Annie Wersching, who died yesterday at the age of 45, belonged in the very best strata of the acting industry. Not quite a household name, Wersching was nevertheless a safe pair of hands who was able to drift into almost any show for an unspecified amount of time – sometimes just one episode, sometimes as a main character – and elevate it without even seeming to try.
In fact, so broad was Wersching’s filmography that almost everyone will remember her best for something different. Fans of The Vampire Diaries will know her as Lily Salvatore, the evil vampire who blew in during the later stages of the show in a flurry of stabbings, slapping and biting. She had a brief but important role in the Halle Berry sci-fi series Extant, as a woman committed to ridding the world of advanced technology.
This sort of thing was Wersching’s bread and butter. Give her a big, mainstream, relentlessly American show – usually a procedural so serious that it verged on self-parody – and she could be relied upon to commit herself totally to the part. It was a skill that served her well on any number of series. An episode of CSI. An episode of NCIS. Blue Bloods. Major Crimes. Cold Case. Rizzoli & Isles. The Dallas reboot. The Hawaii Five-0 reboot. In the Amazon Prime series Bosch, Wersching was able to exploit this talent for several episodes, playing a Hollywood cop who makes up the rules as she goes along and Harry Bosch’s love interest. Although her character’s arc burned out almost completely within the space of the first season, Wersching made such an impression that she kept popping up for the rest of the series.
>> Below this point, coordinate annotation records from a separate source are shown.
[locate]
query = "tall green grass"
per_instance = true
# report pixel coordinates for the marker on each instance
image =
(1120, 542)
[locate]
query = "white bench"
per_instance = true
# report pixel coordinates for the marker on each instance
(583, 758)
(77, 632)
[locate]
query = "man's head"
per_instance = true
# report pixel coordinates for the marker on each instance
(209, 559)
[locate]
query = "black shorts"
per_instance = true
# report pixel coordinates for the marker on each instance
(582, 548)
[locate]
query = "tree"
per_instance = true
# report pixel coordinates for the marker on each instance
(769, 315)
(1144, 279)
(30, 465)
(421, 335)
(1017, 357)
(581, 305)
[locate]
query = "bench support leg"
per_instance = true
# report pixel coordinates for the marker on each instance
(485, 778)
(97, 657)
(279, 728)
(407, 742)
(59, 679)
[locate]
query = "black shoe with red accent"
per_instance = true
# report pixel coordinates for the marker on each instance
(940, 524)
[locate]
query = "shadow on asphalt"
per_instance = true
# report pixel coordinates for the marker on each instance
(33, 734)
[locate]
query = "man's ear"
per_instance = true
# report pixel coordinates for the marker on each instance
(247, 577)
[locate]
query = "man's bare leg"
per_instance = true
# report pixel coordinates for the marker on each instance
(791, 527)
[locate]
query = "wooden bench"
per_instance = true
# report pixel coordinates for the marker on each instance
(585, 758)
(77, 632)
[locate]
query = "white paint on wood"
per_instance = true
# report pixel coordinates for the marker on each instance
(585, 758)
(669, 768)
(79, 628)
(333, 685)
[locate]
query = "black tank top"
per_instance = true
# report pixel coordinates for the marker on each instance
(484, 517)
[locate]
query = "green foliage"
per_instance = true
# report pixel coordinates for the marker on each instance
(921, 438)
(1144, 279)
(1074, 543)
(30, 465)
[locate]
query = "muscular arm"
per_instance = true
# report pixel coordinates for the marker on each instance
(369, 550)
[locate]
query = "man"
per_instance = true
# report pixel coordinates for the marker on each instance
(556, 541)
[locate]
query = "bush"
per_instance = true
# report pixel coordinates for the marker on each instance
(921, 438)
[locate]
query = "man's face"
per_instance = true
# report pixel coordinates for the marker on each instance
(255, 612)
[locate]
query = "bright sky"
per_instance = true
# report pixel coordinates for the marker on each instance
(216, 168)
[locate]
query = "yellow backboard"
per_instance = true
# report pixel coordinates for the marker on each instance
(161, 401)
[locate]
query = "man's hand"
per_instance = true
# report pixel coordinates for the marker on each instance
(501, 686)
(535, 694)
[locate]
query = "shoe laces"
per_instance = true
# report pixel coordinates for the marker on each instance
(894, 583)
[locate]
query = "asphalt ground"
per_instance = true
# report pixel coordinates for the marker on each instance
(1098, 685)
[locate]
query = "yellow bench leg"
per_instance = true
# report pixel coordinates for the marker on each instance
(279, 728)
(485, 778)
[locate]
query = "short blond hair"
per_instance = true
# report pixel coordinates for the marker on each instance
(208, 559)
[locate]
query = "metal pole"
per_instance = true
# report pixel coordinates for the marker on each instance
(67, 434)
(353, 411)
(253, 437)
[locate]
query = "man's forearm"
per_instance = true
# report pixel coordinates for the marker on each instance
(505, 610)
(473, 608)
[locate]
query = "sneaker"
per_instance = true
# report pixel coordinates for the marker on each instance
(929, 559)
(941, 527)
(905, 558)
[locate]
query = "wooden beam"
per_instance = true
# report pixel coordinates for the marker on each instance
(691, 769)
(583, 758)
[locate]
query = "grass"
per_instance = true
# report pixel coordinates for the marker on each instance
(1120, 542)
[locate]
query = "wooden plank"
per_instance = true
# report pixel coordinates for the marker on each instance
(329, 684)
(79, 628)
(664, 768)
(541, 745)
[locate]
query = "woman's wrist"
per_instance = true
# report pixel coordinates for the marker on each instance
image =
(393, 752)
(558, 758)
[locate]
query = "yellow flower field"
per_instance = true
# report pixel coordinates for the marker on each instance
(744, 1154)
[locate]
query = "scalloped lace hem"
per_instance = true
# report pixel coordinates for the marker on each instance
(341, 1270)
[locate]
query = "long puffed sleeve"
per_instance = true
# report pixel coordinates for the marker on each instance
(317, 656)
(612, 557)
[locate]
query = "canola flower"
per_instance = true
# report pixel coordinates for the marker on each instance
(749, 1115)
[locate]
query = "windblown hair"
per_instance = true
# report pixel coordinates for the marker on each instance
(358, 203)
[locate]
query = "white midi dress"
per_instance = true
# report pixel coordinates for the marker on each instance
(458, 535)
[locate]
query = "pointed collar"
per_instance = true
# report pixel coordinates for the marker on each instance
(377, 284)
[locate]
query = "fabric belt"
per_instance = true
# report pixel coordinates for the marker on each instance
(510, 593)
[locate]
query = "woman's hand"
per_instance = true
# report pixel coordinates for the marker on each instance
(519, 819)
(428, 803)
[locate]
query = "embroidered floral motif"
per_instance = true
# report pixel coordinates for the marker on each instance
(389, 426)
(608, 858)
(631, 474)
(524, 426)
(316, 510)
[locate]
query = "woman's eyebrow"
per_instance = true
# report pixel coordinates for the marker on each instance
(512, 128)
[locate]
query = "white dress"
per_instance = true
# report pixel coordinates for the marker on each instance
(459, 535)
There’s a lovely symmetry in the fact that Wersching’s screen career was bookended with Star Trek projects. Her first role, in a 2002 episode of Star Trek: Enterprise, was nothing to write home about; in the season one episode Oasis, she played a small but pivotal function as a Kantare woman who maintains a holographic reality to protect the feelings of her grieving father. But her most recent role, in Star Trek: Picard last year, was a lot meatier. Wersching played the Borg Queen and, under an impressive set of prostheses, threw the show’s entire narrative into new and ambitious territory.
But despite all this, there is only really one role that will come to define Wersching’s legacy: as 24’s Renee Walker.
To understand the importance of Renee Walker is to have to place 24 in some sort of historical context. Wersching didn’t appear until season seven, by which time 24 had expanded and mutated into a genuinely grotesque facsimile of itself. The previous season landed with an ugly thump both in terms of storytelling – witness the nuclear bomb that went off in a large California city in the morning, only to be completely forgotten about by lunchtime – and its politics. Torture had become such a go-to way to expedite the narrative that it was used relentlessly and gratuitously, and a backlash had formed.
Renee Walker was created as the antidote to that, a way of bringing 24 back down to a more human level. The season starts with Jack Bauer being hauled into a Senate hearing about the frequency of his torture, and Walker is the agent tasked with keeping him on a short leash. Jack Bauer being Jack Bauer, though, it isn’t long before he starts torturing people again, and it’s Walker’s job to look as conflicted and appalled about this as the viewers.
Eventually, though, she finds herself seduced by it, and starts torturing people herself. Again, however, this comes at a cost. Unlike Jack, she is unable to live with the consequences of her actions and becomes a fragile shell of her former self. In the following season she stabs Jack, then has sex with him and is murdered by a sniper. In the world of 24, that’s about as poetic a send-off as you get.
Wersching’s death came as a shock not only because she was so young, but because she was the sort of actor you can easily take for granted. In reality, not every performer can slot into the machinery of a big show while still making an impact, but she was able to do it seamlessly. Her career could have stretched on for decades to come.